Water is another important aspect to consider when dealing with headaches. We’ve learned that we need half of our body weight in ounces of water every single day, but there’s not enough literature to support that claim. However, it’s essential to determine how much water is really essential. We can look at different markers in the blood, such as anion gap or kidney markers, to determine if there are any indications that we are dehydrated. We can also look at the color of our urine. First thing in the morning, our urine will be darker, maybe a goldenrod color because we’ve been storing it all night. But once we’re up after we’ve done our first morning urination and we’re drinking plenty of water, the urine should be a pale yellow to almost clear, showing that we’re getting adequate water and we’re no longer dehydrated. Water needs to be water; we don’t count coffee, tea, or Crystal Light, which is loaded with some of these chemicals that can cause headaches. Water really just needs to be consumed as water.
When it comes to food, there are various triggers that can lead to headaches. For instance, it is advisable to avoid consuming foods that contain tyramine, such as aged cheese, cured meats, and fermented foods like sauerkraut, as they are known to trigger migraines. Additionally, processed foods, foods containing MSG, as well as artificial sweeteners, preservatives, and additives, can also pose a problem. Furthermore, some individuals may have a sensitivity to gluten and dairy products.
Once patients’ food triggers have been identified, it’s important to work with them to develop a plan to avoid those triggers. This may involve keeping a food diary to track what they’re eating and how it’s affecting their headaches, and then slowly eliminating trigger foods from their diet. This can be a gradual process, as eliminating too many foods too quickly can be difficult and overwhelming for the patient. Working with a nutritionist or registered dietitian can be helpful in developing a plan that’s tailored to the patient’s individual needs and preferences.
In addition to avoiding trigger foods, there are certain supplements that may be helpful in reducing the frequency and severity of headaches. Magnesium, for example, is a mineral that plays a crucial role in many bodily processes, including muscle and nerve function, blood sugar regulation, and blood pressure control. Research has shown that magnesium deficiency is associated with an increased risk of migraines and that supplementing with magnesium can help reduce the frequency and severity of headaches in some patients. Other supplements that may be helpful include riboflavin (also known as vitamin B2), coenzyme Q10, and melatonin. Again, it’s important to work with a healthcare provider to determine which supplements are appropriate and safe for the patient.
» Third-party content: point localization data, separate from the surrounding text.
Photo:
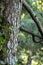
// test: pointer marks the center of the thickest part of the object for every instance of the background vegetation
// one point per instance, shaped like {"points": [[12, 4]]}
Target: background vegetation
{"points": [[29, 53]]}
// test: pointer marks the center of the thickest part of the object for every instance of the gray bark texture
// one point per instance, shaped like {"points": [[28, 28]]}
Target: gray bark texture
{"points": [[11, 11]]}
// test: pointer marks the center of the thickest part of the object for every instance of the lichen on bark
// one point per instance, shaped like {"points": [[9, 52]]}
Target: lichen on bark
{"points": [[11, 11]]}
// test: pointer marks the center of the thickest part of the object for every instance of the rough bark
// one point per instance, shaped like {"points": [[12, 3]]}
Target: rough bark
{"points": [[34, 17], [11, 10]]}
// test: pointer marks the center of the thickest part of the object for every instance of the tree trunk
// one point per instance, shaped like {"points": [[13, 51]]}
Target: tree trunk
{"points": [[11, 10]]}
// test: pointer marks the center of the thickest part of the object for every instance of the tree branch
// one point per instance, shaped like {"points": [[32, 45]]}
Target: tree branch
{"points": [[30, 11], [31, 33]]}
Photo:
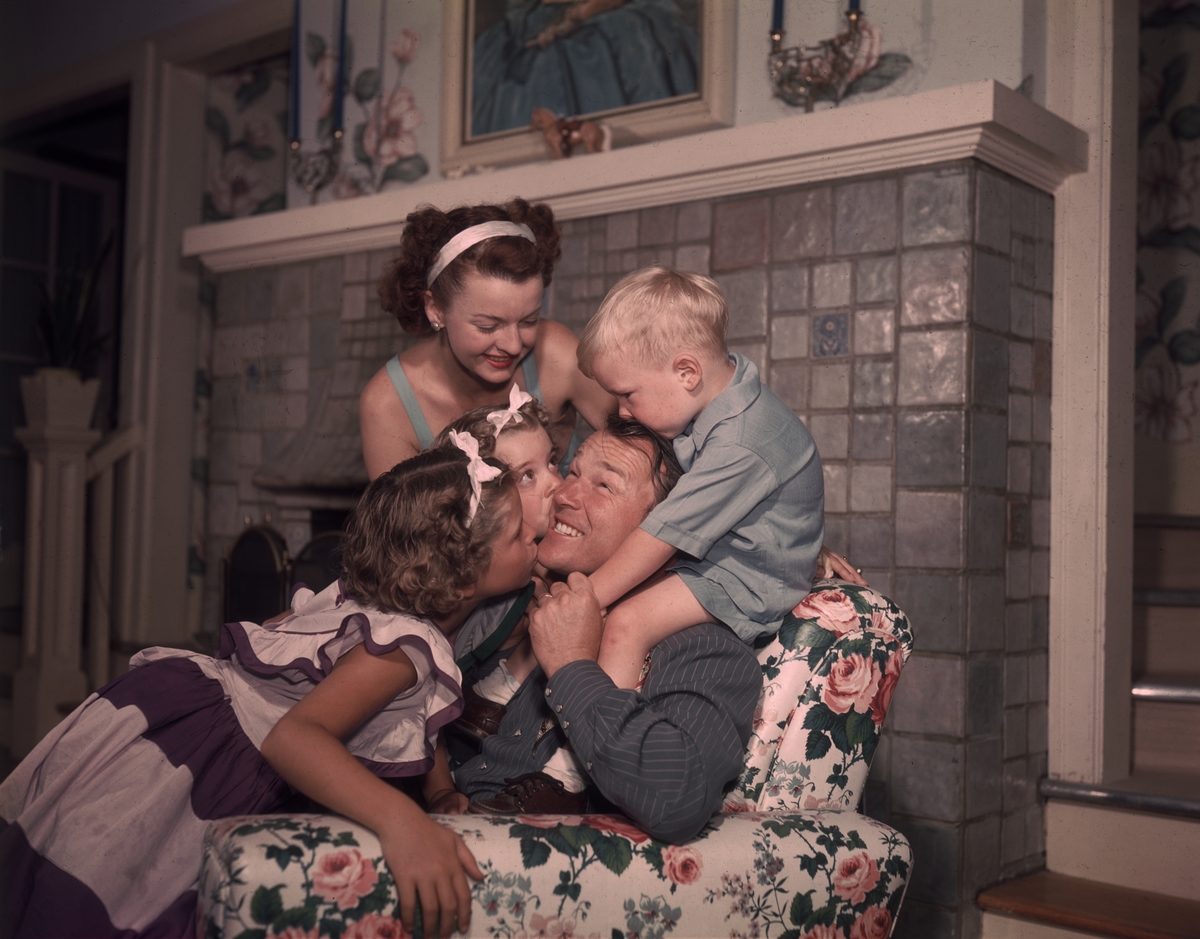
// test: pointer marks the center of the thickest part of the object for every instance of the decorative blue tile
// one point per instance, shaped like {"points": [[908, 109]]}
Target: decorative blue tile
{"points": [[831, 335]]}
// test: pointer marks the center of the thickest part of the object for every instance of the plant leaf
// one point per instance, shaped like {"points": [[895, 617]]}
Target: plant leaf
{"points": [[1185, 347], [366, 85]]}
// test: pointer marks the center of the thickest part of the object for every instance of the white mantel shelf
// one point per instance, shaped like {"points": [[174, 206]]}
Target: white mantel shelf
{"points": [[984, 120]]}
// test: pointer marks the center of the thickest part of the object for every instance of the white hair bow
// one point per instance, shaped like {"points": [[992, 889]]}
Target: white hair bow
{"points": [[499, 419], [477, 470]]}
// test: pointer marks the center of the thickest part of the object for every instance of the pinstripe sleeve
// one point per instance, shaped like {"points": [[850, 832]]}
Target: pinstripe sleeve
{"points": [[664, 754]]}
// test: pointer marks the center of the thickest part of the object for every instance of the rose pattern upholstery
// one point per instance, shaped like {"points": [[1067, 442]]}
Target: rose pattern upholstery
{"points": [[786, 859]]}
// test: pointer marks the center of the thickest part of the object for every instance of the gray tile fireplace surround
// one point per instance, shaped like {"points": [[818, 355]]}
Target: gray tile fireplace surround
{"points": [[906, 318]]}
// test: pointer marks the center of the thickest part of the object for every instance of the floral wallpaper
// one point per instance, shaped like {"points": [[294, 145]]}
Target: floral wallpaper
{"points": [[1168, 353], [246, 119]]}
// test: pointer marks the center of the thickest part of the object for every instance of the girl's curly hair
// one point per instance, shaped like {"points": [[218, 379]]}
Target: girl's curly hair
{"points": [[408, 546], [474, 422], [511, 258]]}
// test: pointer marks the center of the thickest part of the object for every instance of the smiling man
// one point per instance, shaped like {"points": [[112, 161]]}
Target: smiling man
{"points": [[664, 753]]}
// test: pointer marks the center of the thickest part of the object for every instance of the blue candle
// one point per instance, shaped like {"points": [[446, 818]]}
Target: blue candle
{"points": [[294, 117], [340, 88]]}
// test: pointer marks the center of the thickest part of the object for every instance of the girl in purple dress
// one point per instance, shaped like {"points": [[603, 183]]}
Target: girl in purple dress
{"points": [[103, 821]]}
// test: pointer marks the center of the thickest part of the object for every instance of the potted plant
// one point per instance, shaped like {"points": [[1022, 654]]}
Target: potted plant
{"points": [[58, 394]]}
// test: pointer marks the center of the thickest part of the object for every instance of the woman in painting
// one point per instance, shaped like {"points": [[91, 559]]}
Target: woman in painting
{"points": [[581, 57], [469, 283]]}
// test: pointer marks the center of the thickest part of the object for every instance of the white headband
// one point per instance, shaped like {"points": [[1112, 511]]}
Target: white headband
{"points": [[499, 419], [477, 470], [473, 235]]}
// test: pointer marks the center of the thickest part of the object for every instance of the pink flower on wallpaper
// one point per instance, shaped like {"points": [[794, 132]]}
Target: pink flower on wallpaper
{"points": [[832, 609], [327, 81], [1164, 187], [239, 185], [875, 922], [852, 683], [389, 135], [373, 926], [343, 877], [855, 877], [1163, 408], [683, 865], [403, 47], [1147, 306]]}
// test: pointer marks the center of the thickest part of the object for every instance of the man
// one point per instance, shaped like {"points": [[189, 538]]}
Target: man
{"points": [[663, 754]]}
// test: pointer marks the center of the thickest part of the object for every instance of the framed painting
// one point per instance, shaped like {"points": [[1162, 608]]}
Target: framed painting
{"points": [[648, 69]]}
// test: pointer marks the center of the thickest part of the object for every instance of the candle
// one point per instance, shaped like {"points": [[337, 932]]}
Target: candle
{"points": [[294, 117], [340, 87]]}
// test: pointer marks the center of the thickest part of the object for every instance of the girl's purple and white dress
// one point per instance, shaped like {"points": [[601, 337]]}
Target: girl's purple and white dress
{"points": [[103, 821]]}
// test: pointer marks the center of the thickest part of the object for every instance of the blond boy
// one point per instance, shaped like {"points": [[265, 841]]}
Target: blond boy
{"points": [[748, 516]]}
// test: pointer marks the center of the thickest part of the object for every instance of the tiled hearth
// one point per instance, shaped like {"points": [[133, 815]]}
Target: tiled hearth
{"points": [[906, 320]]}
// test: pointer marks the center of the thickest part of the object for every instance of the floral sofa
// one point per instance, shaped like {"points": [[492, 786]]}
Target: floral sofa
{"points": [[787, 857]]}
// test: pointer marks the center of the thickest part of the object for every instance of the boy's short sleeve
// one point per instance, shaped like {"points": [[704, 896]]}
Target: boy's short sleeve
{"points": [[723, 486]]}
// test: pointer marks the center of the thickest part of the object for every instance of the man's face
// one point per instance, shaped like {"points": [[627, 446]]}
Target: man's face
{"points": [[606, 495]]}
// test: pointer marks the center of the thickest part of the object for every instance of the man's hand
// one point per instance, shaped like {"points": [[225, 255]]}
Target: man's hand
{"points": [[567, 624]]}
As chiropractic physicians, we’re well aware of the physical aspects of headaches and how they can be treated through spinal manipulation, massage, and other hands-on techniques. But it’s important to remember that headaches can also have a nutritional component and that addressing this aspect of the problem can be just as important in finding a long-term solution. By working with our patients to identify trigger foods, ensure adequate hydration, and supplement as needed, we can help them achieve better overall health and fewer headaches. The next time a patient walks into your office complaining of headaches, don’t forget to consider their nutrition as well as their physical symptoms. With a comprehensive approach, we can provide more effective, holistic care.